Mais il n’y a aucun échéancier. De même, il n’y aura aucune conséquence à dire non à une telle conversation. Philippe Couillard se contentera de dire «tant pis» et ne s’en sentira pas moins fièrement canadien. C’est un fédéraliste inconditionnel.

Hey bien! Même ça, c’était encore trop pour Justin Trudeau.

Après avoir fermé la porte une première fois à la simple possibilité d’un jour de parler de Constitution, il en a rajouté hier en disant que la question constitutionnelle n’était qu’une distraction.

Peut-être son père s’est-il retourné dans sa tombe, lui qui a voué son existence à la réforme constitutionnelle et qui croyait sa Constitution si importante qu’il n’a pas hésité à l’enfoncer dans la gorge des Québécois et à diminuer les pouvoirs de l’Assemblée nationale.

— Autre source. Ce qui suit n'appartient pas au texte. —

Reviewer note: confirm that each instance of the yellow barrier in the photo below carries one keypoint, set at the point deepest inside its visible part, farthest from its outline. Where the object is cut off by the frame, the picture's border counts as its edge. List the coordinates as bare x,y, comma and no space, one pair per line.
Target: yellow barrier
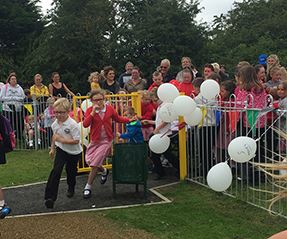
119,102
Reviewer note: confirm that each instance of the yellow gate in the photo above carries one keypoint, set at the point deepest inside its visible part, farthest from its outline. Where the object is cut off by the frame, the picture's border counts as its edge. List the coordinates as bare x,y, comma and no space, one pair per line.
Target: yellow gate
119,102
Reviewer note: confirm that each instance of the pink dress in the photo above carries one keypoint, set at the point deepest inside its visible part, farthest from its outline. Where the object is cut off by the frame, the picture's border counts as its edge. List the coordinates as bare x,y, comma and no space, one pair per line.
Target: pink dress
97,152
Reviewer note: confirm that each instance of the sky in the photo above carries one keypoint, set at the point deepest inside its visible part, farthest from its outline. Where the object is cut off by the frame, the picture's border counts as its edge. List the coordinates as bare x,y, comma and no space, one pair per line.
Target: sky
211,8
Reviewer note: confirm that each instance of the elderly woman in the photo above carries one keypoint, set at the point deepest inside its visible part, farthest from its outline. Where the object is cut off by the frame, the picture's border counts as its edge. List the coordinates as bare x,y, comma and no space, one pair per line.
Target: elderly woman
57,88
39,90
136,83
13,96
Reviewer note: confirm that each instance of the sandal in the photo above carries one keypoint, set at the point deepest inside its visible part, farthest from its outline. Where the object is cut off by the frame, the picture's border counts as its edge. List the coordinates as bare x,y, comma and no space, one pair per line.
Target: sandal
87,193
104,177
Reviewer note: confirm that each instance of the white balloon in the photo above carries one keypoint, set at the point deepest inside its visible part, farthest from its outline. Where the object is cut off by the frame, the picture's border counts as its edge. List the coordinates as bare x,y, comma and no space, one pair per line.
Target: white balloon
159,143
209,89
219,177
242,149
167,113
194,118
167,92
86,104
84,131
184,105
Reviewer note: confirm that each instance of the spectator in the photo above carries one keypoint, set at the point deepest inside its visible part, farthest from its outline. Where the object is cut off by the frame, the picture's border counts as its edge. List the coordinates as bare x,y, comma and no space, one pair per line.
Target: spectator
38,89
126,76
13,96
57,88
94,80
157,80
186,63
136,83
110,85
186,85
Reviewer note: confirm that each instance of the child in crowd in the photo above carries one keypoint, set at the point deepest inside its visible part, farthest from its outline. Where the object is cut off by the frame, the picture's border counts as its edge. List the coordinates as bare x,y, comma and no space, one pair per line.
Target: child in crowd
282,122
148,113
186,85
196,85
94,79
157,80
99,118
133,129
31,130
49,118
226,130
66,145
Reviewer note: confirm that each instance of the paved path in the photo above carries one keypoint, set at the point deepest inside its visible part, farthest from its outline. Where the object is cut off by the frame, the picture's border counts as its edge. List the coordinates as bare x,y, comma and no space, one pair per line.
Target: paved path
30,199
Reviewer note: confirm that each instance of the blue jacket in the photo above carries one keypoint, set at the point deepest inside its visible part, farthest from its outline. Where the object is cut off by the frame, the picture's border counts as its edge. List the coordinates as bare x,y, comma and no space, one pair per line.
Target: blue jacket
133,132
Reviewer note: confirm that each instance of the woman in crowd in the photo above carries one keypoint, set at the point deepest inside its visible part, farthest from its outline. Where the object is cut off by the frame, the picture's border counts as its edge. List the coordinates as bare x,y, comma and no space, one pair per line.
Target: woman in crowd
57,88
13,96
110,85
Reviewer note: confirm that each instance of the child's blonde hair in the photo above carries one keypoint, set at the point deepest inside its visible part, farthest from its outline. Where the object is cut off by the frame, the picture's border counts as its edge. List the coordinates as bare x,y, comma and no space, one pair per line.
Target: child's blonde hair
93,75
62,103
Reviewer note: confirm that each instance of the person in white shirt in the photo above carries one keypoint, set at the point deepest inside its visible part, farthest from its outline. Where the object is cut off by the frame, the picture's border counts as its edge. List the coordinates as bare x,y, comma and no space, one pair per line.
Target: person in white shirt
66,145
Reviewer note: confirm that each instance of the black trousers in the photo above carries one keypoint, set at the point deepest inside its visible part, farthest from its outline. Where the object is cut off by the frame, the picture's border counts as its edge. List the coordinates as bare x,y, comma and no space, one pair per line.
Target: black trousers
62,158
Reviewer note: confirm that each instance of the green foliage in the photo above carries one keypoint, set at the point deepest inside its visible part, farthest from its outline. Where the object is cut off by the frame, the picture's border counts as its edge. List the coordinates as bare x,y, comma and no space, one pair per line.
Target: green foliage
251,28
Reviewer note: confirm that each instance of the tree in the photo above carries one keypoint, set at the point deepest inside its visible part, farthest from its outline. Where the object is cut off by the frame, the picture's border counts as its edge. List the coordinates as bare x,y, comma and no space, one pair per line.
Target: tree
20,24
251,28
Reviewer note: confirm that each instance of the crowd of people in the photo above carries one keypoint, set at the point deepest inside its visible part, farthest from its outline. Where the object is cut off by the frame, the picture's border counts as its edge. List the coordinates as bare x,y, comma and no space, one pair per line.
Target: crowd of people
267,77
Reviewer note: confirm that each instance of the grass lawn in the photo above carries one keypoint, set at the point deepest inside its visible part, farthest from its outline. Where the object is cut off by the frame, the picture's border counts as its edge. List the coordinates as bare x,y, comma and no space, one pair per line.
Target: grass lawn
25,167
196,212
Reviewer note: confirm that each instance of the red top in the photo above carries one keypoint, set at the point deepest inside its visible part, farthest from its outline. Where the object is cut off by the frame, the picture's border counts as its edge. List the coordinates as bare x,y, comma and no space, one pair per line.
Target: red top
96,122
186,87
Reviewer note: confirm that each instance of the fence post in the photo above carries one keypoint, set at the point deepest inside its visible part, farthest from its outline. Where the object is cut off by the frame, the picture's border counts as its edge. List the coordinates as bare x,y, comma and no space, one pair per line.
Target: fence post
35,121
182,151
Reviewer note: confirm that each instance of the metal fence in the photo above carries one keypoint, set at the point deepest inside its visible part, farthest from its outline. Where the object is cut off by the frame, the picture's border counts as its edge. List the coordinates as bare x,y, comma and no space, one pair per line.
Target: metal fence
207,146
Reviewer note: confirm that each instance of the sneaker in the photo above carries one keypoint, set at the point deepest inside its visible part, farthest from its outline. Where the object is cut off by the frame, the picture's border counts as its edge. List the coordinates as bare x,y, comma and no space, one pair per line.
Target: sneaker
105,176
49,203
4,212
70,193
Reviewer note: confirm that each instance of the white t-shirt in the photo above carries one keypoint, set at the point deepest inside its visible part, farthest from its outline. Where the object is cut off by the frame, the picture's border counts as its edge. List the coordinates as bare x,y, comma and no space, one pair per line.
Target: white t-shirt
69,130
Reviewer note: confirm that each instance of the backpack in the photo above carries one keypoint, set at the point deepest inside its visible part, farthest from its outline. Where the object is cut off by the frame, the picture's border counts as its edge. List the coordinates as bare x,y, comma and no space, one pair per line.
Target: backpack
8,135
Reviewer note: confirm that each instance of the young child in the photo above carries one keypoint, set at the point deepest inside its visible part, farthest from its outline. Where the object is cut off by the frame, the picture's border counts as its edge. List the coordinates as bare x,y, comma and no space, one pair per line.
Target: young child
94,80
31,129
99,117
133,133
148,113
49,118
186,85
157,80
66,145
282,122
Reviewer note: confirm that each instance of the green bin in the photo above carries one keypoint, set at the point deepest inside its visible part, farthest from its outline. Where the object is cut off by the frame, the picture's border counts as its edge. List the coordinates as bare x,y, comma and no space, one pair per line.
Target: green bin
129,165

Les Québécois se prenaient pour un des peuples fondateurs du Canada? Pierre Elliot Trudeau leur a imposé une Constitution qui disait le contraire. Ils n’étaient plus qu’une minorité ethnique parmi d’autres.

Depuis 35 ans, ils sont soumis à une Constitution qui nie leur existence nationale. On en paie le prix aujourd’hui. Quand ils veulent défendre leur langue et, plus largement, leur identité, ils doivent le faire dans les limites étouffantes prescrites par la Constitution canadienne.

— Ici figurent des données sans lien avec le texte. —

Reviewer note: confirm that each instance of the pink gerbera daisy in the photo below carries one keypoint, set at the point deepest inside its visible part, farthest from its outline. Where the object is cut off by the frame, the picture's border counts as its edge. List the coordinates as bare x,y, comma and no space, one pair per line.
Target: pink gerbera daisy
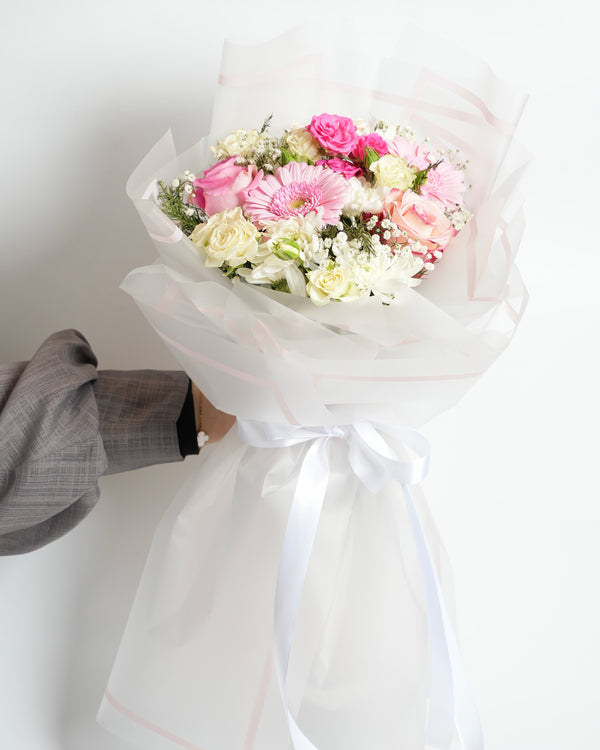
297,189
444,183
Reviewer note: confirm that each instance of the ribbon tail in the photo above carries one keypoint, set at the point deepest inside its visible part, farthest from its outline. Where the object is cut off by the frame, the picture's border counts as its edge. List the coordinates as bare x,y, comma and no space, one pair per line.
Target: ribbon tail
295,556
451,703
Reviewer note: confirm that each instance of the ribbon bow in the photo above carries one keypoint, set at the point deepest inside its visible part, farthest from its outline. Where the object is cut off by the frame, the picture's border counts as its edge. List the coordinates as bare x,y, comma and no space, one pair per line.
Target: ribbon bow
451,705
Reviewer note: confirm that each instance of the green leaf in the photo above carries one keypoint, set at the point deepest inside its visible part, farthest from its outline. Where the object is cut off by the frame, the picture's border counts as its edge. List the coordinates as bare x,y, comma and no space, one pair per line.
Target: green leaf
370,156
291,252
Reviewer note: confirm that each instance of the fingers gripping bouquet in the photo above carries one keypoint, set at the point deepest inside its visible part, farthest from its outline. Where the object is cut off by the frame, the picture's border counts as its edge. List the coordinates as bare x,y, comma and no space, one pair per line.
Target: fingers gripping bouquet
296,594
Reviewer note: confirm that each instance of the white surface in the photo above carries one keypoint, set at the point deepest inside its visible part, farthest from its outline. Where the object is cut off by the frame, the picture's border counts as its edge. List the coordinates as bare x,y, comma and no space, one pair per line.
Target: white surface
86,89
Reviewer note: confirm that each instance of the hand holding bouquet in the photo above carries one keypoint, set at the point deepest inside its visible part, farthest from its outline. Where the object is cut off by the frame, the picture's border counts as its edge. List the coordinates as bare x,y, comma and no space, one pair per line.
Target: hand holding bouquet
294,594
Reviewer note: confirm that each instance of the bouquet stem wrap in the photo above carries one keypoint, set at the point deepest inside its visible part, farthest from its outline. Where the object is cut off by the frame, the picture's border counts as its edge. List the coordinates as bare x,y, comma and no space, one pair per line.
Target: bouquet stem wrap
289,599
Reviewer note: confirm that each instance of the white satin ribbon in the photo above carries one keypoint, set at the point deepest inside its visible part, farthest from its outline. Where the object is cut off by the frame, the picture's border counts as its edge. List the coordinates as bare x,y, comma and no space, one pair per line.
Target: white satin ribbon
451,704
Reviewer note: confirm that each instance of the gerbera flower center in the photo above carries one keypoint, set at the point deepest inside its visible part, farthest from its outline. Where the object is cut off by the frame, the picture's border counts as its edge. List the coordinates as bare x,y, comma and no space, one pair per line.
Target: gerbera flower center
297,199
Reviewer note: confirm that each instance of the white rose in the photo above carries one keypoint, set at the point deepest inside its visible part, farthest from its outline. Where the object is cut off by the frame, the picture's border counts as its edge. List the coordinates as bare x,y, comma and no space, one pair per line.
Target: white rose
364,198
393,172
303,145
325,284
227,237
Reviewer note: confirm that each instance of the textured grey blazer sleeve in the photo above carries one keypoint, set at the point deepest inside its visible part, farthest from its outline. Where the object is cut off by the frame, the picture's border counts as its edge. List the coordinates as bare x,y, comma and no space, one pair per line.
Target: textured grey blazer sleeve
63,424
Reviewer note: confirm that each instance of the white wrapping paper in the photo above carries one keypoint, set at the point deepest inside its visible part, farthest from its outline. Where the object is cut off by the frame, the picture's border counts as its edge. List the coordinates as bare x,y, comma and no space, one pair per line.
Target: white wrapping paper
196,665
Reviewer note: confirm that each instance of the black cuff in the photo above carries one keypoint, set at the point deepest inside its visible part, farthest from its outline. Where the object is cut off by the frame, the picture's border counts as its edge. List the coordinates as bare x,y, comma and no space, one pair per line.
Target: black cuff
186,427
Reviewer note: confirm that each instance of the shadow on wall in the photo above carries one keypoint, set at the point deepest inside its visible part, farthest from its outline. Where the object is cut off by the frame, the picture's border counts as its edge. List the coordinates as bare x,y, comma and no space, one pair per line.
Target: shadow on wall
67,272
64,275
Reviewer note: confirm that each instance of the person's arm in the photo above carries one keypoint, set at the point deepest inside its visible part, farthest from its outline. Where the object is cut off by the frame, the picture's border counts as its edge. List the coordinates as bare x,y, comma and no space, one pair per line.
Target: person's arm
63,424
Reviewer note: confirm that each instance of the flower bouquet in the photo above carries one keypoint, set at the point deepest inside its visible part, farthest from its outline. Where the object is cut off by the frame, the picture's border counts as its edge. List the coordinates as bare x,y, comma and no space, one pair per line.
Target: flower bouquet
328,278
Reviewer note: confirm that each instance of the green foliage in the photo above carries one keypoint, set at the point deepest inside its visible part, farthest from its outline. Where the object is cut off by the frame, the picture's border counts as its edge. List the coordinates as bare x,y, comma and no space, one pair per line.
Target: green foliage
355,229
421,177
172,202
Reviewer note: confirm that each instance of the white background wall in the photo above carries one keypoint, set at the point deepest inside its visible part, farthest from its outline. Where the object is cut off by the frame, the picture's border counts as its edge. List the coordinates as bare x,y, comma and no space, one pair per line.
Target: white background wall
86,89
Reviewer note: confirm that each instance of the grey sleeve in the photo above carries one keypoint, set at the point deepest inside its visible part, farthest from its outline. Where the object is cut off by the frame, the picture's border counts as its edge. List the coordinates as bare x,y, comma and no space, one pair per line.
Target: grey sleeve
63,424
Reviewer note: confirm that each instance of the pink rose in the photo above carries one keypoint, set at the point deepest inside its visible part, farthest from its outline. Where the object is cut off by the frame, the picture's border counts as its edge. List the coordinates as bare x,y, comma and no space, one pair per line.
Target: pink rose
422,219
335,133
224,186
346,168
373,141
445,183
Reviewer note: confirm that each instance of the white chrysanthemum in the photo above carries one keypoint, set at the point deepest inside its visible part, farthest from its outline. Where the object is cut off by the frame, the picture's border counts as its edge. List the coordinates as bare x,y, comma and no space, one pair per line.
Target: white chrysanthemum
362,126
274,269
393,172
459,218
385,274
364,198
238,143
300,233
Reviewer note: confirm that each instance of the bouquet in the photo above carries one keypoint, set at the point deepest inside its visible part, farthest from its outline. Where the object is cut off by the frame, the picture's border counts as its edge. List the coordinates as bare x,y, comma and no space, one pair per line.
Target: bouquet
333,210
296,594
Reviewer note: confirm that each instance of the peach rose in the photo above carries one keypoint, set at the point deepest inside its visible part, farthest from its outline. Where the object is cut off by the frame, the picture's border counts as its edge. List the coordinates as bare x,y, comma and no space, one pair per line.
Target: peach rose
422,219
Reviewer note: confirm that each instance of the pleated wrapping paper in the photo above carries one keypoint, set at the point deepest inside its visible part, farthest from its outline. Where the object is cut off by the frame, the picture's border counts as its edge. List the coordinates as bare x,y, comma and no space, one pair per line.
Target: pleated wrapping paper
293,596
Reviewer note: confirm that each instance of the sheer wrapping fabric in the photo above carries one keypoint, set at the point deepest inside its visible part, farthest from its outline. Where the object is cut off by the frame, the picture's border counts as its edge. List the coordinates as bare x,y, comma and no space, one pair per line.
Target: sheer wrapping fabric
197,667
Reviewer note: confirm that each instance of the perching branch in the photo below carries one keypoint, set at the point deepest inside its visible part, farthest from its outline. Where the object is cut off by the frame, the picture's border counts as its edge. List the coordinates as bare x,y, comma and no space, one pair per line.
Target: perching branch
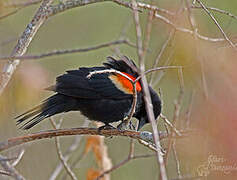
69,51
10,169
23,43
143,135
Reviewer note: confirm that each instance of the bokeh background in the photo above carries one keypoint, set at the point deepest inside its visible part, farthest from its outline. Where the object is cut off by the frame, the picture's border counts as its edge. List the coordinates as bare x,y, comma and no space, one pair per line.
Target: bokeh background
208,106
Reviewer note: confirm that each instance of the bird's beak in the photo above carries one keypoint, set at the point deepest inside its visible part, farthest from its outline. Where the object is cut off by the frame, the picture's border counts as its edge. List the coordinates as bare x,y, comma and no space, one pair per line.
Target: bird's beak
141,123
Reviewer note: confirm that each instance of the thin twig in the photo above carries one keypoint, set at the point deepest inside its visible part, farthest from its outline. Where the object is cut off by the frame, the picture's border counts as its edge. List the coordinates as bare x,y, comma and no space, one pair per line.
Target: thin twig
129,158
73,147
216,10
12,142
69,51
217,24
147,97
60,154
23,43
176,160
10,169
4,173
18,159
185,30
176,114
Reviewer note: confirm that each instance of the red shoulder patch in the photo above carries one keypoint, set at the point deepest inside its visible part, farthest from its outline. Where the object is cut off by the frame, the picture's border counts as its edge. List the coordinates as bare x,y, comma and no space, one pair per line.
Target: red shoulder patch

La Constitution d’un peuple a une influence majeure sur sa vie, faut-il le rappeler?

Revenons à l’actualité. Philippe Couillard sort humilié de cet exercice. Il n’avait rien demandé.

Mais ce rien était encore exagéré.

Trudeau lui dit qu’il s’en fiche et le ramène à l’ordre à la manière d’un gamin qui s’obstine à parler de son cerf-volant quand les grandes personnes sont au travail.

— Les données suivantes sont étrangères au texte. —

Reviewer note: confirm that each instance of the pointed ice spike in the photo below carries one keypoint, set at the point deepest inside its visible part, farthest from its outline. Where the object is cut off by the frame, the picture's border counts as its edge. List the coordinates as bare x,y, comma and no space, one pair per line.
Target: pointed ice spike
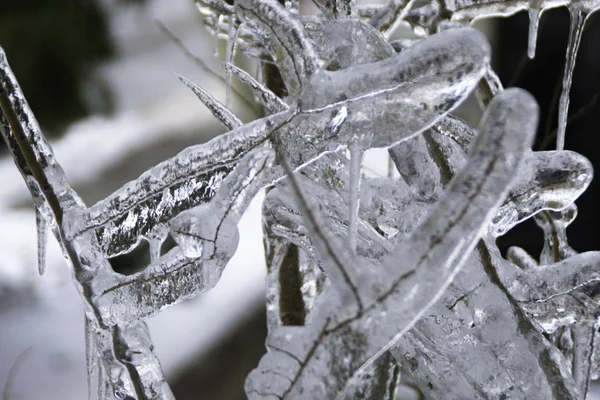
287,41
339,265
578,18
42,233
200,230
534,21
29,147
356,154
269,100
222,113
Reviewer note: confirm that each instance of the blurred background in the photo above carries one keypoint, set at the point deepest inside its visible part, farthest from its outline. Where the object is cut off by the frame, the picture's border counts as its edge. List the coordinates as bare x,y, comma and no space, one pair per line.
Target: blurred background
98,76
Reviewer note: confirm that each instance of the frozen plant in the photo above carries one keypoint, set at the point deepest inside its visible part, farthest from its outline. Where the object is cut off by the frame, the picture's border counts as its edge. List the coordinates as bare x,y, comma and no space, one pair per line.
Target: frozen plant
369,279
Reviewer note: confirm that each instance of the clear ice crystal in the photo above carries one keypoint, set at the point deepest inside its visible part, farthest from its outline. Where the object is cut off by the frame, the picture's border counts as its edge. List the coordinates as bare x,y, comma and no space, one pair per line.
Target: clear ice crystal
369,278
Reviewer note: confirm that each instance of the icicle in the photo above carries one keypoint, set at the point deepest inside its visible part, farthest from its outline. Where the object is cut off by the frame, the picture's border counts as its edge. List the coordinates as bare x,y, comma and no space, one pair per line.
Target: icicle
222,113
269,100
356,154
578,19
90,358
230,55
534,22
217,21
42,231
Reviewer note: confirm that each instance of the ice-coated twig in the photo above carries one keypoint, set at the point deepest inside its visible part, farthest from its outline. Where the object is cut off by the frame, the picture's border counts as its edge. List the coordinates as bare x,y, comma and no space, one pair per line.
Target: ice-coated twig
221,112
42,236
271,102
287,43
387,18
207,238
548,181
55,199
356,153
430,259
548,281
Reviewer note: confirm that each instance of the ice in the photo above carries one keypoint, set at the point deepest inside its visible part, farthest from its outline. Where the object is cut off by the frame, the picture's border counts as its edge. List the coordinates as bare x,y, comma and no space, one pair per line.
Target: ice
579,16
284,38
232,35
535,14
354,190
264,96
387,18
221,112
42,233
368,277
557,177
401,294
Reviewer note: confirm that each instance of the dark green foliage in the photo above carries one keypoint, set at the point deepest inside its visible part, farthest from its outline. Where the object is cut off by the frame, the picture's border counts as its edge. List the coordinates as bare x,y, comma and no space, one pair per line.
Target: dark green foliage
54,46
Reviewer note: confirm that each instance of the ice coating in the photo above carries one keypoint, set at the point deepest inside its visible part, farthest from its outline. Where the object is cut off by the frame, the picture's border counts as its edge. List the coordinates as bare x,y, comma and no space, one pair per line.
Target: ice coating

Les provinces anglaises bâillent. Elles n’acceptent même pas de faire semblant de l’écouter. Faire semblant, ce serait encore trop. Mépriser le Québec est une vieille habitude chez elles.

Déchéance

On a beau ne pas entretenir une tendresse particulière pour Philippe Couillard, il ne méritait pas cette humiliation.

Son document méritait d’être lu sérieusement et non pas d’être jeté à la poubelle.

Mais tout cela ne provoque même pas un remous au Québec. Comme si ces débats se tenaient pour les Québécois dans une autre galaxie.

Ils sont domestiqués, fatigués, vaincus. Ils vivent hors de l’histoire. Ils cultivent l’indifférence politique.

Lentement, ils se laissent assimiler, dissoudre, déconstruire. Après la Révolution tranquille, c’est la déchéance tranquille.